The optimal hyperplane is the one that maximizes the margin (Maximal Margin Classifier), which is the distance between the hyperplane and the closest observations.

We want to estimate a hyperplane defined by,

$\mathbf{w} \in \mathbb{R}^p$ is the vector normal to the hyperplane.
$b \in \mathbb{R}$ is the bias of the hyperplane.
- If $b = 0$, the hyperplane passes through the origin.

$$ \mathbf{w}^\top \mathbf{x} + b = 0 $$

Equation looks different

As in the figure above, sometimes people define the hyperplane with a negative bias term:

\[\mathbf{w}^\top \mathbf{x} - b = 0\]

This is just a matter of notation and does not affect the estimation.

Support vectors

Support vectors are $\mathbf{x}_i$ that satisfy the following conditions:

$$ \begin{align*} \mathbf{w}^\top \mathbf{x}_i + b = 1 &\wedge y_i = 1 \\ \mathbf{w}^\top \mathbf{x}_i + b = -1 &\wedge y_i = -1 \end{align*} $$

More details

More generally, the support vectors are the observations that satisfy:

\[\begin{align*} \mathbf{w}^\top \mathbf{x}_i + b = a &\wedge y_i = 1 \\ \mathbf{w}^\top \mathbf{x}_i + b = -a &\wedge y_i = -1 \end{align*}\]

However, with data normalization, we can simplify $a = 1$.

In the figure above the support vectors are the points on the dotted margin lines (two of which are blue and one green).
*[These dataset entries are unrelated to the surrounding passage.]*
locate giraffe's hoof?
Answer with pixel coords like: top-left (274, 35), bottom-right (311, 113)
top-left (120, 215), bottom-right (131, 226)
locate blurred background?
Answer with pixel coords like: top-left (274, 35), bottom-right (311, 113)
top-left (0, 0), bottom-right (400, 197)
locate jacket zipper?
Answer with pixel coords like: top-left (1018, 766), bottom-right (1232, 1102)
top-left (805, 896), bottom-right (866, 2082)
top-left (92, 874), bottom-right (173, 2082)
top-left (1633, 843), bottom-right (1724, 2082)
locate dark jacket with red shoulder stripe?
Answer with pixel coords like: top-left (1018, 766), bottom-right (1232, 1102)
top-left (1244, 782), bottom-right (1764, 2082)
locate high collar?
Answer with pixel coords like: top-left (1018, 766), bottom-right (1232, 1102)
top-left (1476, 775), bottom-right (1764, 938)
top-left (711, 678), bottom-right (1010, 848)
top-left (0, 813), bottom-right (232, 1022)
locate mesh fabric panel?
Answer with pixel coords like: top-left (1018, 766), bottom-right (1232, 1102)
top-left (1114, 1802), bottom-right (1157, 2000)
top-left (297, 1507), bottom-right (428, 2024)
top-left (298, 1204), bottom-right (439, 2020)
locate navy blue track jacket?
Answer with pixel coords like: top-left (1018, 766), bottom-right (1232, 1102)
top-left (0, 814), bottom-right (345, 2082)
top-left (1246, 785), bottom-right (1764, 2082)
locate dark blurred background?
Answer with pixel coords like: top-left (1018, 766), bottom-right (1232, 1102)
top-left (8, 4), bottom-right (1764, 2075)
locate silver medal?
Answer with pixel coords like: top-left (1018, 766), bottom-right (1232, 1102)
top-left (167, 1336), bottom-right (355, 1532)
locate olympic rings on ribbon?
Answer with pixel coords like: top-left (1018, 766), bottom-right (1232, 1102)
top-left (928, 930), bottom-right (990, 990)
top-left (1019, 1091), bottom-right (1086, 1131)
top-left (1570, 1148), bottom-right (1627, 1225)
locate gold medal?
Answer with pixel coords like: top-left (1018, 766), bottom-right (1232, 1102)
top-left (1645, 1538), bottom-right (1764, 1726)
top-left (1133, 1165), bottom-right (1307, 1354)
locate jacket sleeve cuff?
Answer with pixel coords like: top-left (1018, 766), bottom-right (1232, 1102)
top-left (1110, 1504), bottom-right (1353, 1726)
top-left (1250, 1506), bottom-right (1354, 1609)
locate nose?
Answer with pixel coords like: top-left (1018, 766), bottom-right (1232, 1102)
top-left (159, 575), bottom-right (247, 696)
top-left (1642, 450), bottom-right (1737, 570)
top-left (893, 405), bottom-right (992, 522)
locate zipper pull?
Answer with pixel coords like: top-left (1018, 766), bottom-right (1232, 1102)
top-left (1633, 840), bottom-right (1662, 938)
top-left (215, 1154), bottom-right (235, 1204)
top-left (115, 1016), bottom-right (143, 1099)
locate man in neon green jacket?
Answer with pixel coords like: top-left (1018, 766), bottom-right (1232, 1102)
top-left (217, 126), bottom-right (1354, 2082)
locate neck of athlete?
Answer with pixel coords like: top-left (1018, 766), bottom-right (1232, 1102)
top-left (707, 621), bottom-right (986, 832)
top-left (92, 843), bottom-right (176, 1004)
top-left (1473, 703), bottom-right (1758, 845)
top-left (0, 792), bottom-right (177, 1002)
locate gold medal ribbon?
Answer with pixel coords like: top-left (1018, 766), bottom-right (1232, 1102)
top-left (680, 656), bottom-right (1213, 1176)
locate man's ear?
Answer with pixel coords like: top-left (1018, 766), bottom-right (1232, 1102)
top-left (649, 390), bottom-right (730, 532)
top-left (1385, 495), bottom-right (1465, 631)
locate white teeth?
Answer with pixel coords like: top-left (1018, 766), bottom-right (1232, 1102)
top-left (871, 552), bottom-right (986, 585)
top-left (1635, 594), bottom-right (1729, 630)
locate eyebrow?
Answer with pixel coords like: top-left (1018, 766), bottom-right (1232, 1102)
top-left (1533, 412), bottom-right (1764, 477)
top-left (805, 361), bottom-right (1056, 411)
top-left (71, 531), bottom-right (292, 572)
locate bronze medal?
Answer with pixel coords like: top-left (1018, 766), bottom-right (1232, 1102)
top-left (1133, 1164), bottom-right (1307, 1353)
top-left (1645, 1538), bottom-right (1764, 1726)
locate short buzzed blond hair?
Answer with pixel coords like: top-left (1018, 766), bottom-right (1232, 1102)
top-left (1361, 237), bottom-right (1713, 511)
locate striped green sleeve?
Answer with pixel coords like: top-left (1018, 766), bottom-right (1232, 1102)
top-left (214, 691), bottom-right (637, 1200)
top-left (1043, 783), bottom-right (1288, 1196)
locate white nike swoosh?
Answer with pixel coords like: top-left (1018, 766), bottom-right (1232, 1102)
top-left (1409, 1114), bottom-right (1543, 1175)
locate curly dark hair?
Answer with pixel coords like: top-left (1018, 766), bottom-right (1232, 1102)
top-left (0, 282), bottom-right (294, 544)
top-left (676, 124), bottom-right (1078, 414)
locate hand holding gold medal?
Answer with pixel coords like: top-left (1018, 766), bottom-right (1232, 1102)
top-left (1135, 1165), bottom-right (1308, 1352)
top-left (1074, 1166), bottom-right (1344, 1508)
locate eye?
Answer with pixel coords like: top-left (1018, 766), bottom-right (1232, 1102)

Support vectors are actual observations and not some hypothetical values that satisfy the conditions.

Optimization problem

Hard margin SVC

If the data are linearly separable, we can find a hyperplane that perfectly separates the two classes with a hard margin.

In order for classification to be perfect, we want the observations with label $y_i = 1$ to be above the blue support vectors and the observations with label $y_i = -1$ to be below the green support vector.

\[\begin{align*} \mathbf{w}^\top \mathbf{x}_i + b &\geq 1 & \text{if } y_i = +1 \\ \mathbf{w}^\top \mathbf{x}_i + b &\leq -1 & \text{if } y_i = -1 \end{align*}\]

This hard-margin contraint can be compactly written as:

\[y_i (\mathbf{w}^\top \mathbf{x}_i + b) \geq 1\]

$y_i (\mathbf{w}^\top \mathbf{x}_i + b)$ is sometimes called the confidence, i.e. the distance from the hyperplane to the observation. We want this distance to be at least 1 to be classified correctly.
Also, higher the distance, the more confident we are in the classification, hence the name.

Now we need to find a hyperplane maximizing the margin while adhering to the constraint above, where the size of the margin is defined as:

\[\frac{2}{\lVert \mathbf{w} \rVert}\]

What?

Let $\mathbf{x}_{+1}$ be the support vector that satisfies

\[\mathbf{w}^\top \mathbf{x}_{+1} + b = 1\]

Let $d$ be the distance from this support vector to the hyperplane.

We know that $\frac{\mathbf{w}}{\lVert \mathbf{w} \rVert}$ is the unit vector normal to the hyperplane.

If we start at $\mathbf{x}_{+1}$ and move along the negative direction of this unit vector by $d$, we will reach the hyperplane:

\[\mathbf{w}^\top \left( \mathbf{x}_{+1} - d \frac{\mathbf{w}}{\lVert \mathbf{w} \rVert} \right) + b = 0 \\\]

We want to solve for $d$:

\[\begin{gather*} \mathbf{w}^\top \mathbf{x}_{+1} - d \frac{\lVert \mathbf{w} \rVert^2}{\lVert \mathbf{w} \rVert} + b = 0 \tag{Dot product} \\[0.5em] \mathbf{w}^\top \mathbf{x}_{+1} - d \lVert \mathbf{w} \rVert + b = 0 \\[0.5em] d \lVert \mathbf{w} \rVert = \mathbf{w}^\top \mathbf{x}_{+1} + b \\[0.5em] d \lVert \mathbf{w} \rVert = 1 \tag{By definition} \\[0.5em] d = \frac{1}{\lVert \mathbf{w} \rVert} \end{gather*}\]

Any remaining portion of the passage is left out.